Columbia County Commission Chairman Ron Cross deflected a challenge to his next four years in office Tuesday, while Doug Duncan easily defeated his competition to take the Commission’s District 1 seat.
Cross, who was seeking to extend his run as chairman to 16 years, defeated his Republican challenger, Jim Bartley, with 6,965 votes to Bartley’s 4,670, or 60 percent of total votes cast.
Cross said the turnout, about 19 percent, was a concern going into the election, but he was satisfied with the margin of victory.
“I was always confident, but I was worried about the voter turnout,” he said. “Anytime less that 20 percent of people vote, it can be a problem for anybody.”
Cross said some “anti-incumbent” sentiment among voters is expected after more than a decade in office.
“Being in office for 12 years, you will make some decisions that make some people unhappy,” he said.
Bartley. a builder by profession and a critic of Cross’s administration, did not come by the Board of Elections office to watch results come in Tuesday night; nor did Hafeez Chaudhry, who only garnered about 24 percent of the vote in the District 1 Commission contest.
Nevertheless, Chaudhry said he was looking forward to contributing to the county in other ways.
“I’m not going anywhere,” he said. “I made it open and clear that I am in this county, I care about this county, and win or lose I will be working for the good of this county.”
Duncan, a vice president with MAU Inc., received nearly 77 percent of the vote.

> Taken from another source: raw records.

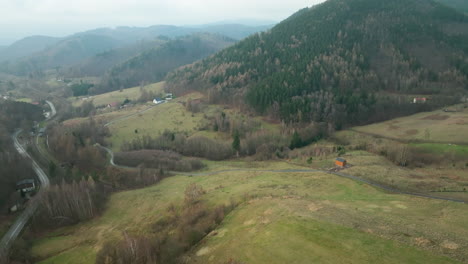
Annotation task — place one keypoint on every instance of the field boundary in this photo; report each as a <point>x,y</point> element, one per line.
<point>408,141</point>
<point>339,174</point>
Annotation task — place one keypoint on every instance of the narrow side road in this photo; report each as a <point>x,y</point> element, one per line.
<point>15,230</point>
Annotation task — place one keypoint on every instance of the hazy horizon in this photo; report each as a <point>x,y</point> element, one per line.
<point>23,18</point>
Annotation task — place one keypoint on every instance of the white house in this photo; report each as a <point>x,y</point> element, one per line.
<point>158,101</point>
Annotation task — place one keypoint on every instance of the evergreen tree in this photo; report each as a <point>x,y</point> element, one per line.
<point>296,141</point>
<point>236,142</point>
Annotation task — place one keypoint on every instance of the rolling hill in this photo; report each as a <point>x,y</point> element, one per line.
<point>99,64</point>
<point>109,46</point>
<point>330,63</point>
<point>66,52</point>
<point>152,65</point>
<point>26,46</point>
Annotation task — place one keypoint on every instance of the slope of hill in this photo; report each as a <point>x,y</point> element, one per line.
<point>460,5</point>
<point>42,53</point>
<point>329,62</point>
<point>153,65</point>
<point>97,65</point>
<point>132,34</point>
<point>26,46</point>
<point>66,52</point>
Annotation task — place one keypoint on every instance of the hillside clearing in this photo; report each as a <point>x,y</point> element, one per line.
<point>303,207</point>
<point>119,96</point>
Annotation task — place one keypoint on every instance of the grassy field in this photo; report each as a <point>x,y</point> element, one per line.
<point>443,148</point>
<point>438,126</point>
<point>171,116</point>
<point>119,96</point>
<point>174,116</point>
<point>288,218</point>
<point>24,100</point>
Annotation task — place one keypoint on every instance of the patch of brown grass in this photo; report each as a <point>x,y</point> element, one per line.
<point>436,117</point>
<point>412,132</point>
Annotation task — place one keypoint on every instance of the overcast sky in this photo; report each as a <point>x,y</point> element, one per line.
<point>20,18</point>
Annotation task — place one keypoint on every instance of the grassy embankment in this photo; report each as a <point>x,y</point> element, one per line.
<point>437,126</point>
<point>287,218</point>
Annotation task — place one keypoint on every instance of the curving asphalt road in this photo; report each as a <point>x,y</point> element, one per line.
<point>14,231</point>
<point>339,174</point>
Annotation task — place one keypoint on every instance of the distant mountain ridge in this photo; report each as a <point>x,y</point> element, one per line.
<point>26,47</point>
<point>153,64</point>
<point>330,62</point>
<point>35,54</point>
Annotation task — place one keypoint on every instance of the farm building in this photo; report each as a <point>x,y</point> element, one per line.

He outpolled Chaudhry, a retired Savannah River Site engineer and businessman 3,074 votes to 948, in District 1 precincts, which cover the eastern corner of the county.

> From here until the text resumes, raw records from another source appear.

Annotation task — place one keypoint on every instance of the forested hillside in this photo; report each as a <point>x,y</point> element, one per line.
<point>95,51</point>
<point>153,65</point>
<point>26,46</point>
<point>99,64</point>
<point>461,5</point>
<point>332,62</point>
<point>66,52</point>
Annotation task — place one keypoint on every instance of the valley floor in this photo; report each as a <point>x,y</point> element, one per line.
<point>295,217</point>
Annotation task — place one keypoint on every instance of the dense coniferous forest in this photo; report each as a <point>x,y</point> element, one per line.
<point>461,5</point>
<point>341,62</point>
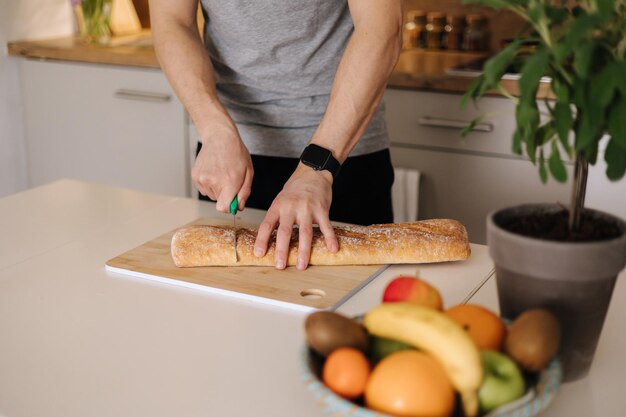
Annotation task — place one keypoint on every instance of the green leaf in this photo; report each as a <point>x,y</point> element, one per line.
<point>583,58</point>
<point>615,157</point>
<point>543,173</point>
<point>617,122</point>
<point>557,15</point>
<point>535,12</point>
<point>605,7</point>
<point>619,69</point>
<point>557,167</point>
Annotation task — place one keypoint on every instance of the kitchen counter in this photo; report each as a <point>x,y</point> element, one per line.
<point>423,70</point>
<point>78,340</point>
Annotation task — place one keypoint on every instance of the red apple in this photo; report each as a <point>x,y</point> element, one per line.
<point>412,289</point>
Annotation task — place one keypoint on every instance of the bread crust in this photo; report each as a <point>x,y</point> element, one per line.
<point>435,240</point>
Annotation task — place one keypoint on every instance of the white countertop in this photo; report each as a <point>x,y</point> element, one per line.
<point>76,340</point>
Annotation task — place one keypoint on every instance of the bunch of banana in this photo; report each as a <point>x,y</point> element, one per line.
<point>434,333</point>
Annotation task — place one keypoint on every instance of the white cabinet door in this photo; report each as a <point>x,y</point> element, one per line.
<point>468,187</point>
<point>116,125</point>
<point>464,179</point>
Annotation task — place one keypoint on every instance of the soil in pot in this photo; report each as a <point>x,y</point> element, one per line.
<point>553,225</point>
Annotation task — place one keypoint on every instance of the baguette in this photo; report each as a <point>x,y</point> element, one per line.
<point>436,240</point>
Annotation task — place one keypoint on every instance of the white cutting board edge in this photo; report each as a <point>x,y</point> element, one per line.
<point>242,296</point>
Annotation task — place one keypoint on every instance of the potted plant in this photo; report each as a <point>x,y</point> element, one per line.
<point>563,258</point>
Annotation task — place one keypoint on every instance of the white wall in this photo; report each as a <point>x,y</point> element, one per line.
<point>21,20</point>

Duncan said he was “honored and humbled” by the support received from voters.
“I want to thank my opponent for running a good race that focused on the issues,” Duncan said. “I look forward to serving the citizens of Columbia County.”

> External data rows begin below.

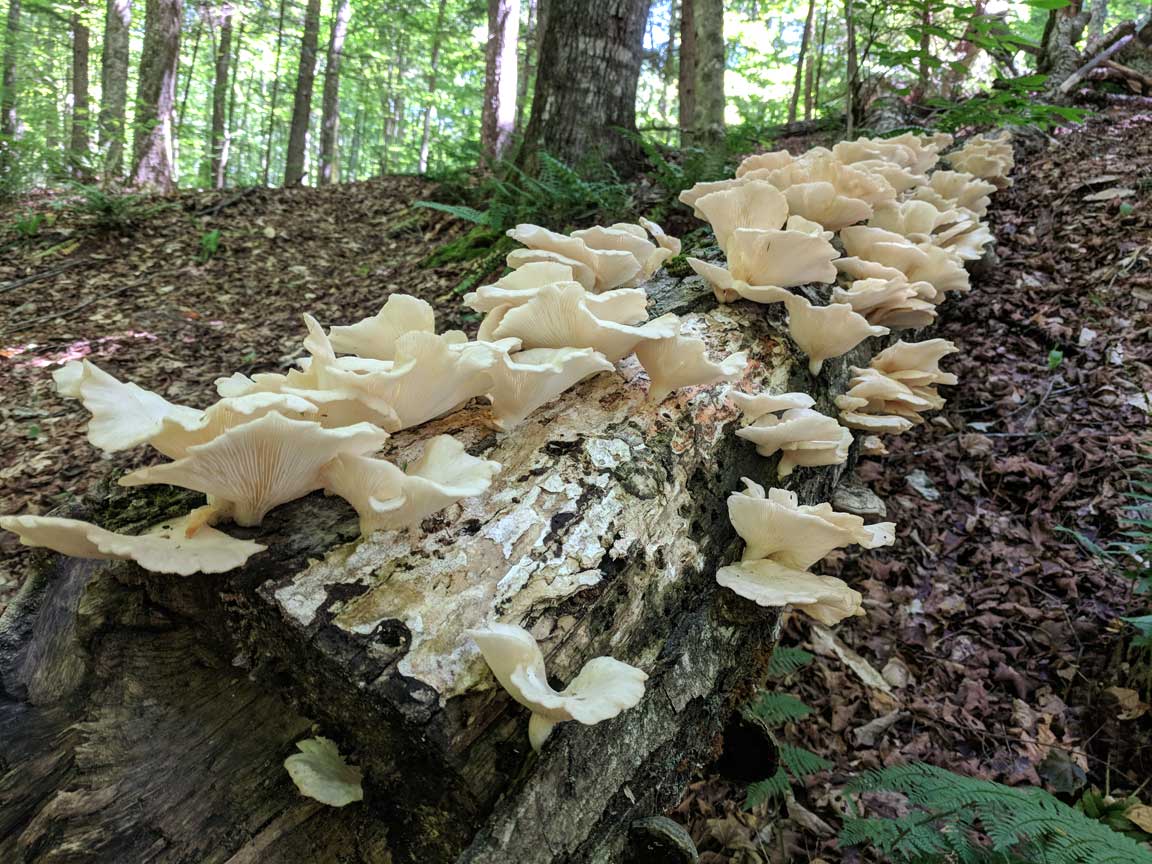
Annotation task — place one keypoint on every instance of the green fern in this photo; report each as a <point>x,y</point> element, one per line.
<point>1021,825</point>
<point>773,709</point>
<point>787,661</point>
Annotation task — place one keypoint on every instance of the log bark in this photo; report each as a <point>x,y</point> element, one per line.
<point>145,718</point>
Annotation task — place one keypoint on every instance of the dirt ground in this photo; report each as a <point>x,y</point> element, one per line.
<point>991,645</point>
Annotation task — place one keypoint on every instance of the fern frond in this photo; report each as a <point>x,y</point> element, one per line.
<point>774,709</point>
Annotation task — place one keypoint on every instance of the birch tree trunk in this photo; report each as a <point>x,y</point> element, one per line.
<point>145,718</point>
<point>585,84</point>
<point>275,95</point>
<point>302,101</point>
<point>707,19</point>
<point>114,85</point>
<point>330,112</point>
<point>78,148</point>
<point>9,123</point>
<point>500,80</point>
<point>687,73</point>
<point>156,95</point>
<point>220,85</point>
<point>805,39</point>
<point>433,68</point>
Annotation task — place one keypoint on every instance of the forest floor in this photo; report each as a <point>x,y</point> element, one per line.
<point>991,644</point>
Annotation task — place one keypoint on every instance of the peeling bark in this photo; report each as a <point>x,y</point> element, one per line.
<point>146,718</point>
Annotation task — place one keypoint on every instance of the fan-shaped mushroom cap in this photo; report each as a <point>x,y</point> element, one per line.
<point>771,584</point>
<point>597,270</point>
<point>765,161</point>
<point>603,689</point>
<point>559,317</point>
<point>387,498</point>
<point>988,158</point>
<point>824,332</point>
<point>683,362</point>
<point>755,406</point>
<point>376,336</point>
<point>889,302</point>
<point>775,527</point>
<point>161,548</point>
<point>916,363</point>
<point>123,415</point>
<point>948,189</point>
<point>690,196</point>
<point>662,239</point>
<point>524,381</point>
<point>805,438</point>
<point>756,204</point>
<point>260,464</point>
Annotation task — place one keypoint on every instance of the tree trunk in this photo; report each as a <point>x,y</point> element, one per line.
<point>850,107</point>
<point>707,19</point>
<point>275,93</point>
<point>687,119</point>
<point>114,85</point>
<point>9,123</point>
<point>800,66</point>
<point>156,95</point>
<point>145,718</point>
<point>531,40</point>
<point>585,86</point>
<point>78,153</point>
<point>302,101</point>
<point>499,116</point>
<point>433,63</point>
<point>220,85</point>
<point>330,111</point>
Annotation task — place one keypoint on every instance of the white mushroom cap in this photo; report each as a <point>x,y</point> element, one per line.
<point>683,362</point>
<point>524,381</point>
<point>260,464</point>
<point>603,689</point>
<point>824,332</point>
<point>387,498</point>
<point>376,336</point>
<point>775,527</point>
<point>161,548</point>
<point>756,204</point>
<point>559,317</point>
<point>771,584</point>
<point>123,415</point>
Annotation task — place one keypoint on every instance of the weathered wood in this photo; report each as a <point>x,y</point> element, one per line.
<point>145,718</point>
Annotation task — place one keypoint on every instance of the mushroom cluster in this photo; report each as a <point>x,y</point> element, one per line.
<point>782,540</point>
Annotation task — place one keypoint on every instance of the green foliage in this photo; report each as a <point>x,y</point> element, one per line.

Duncan, who will be unopposed in the November general election, said he will spend the next seven months preparing for his new role as commissioner.
“I’m going to engage with (County Administrator) Scott Johnson and the commissioners to understand the issues and hit the ground running in January,” he said.
Columbia County Elections Director Nancy Gay said she was “very disappointed” with voter turnout considering the number of races. She wasn’t sure why the numbers were low.
“I can tell you who voted, the people that always vote, our core voters,” she said.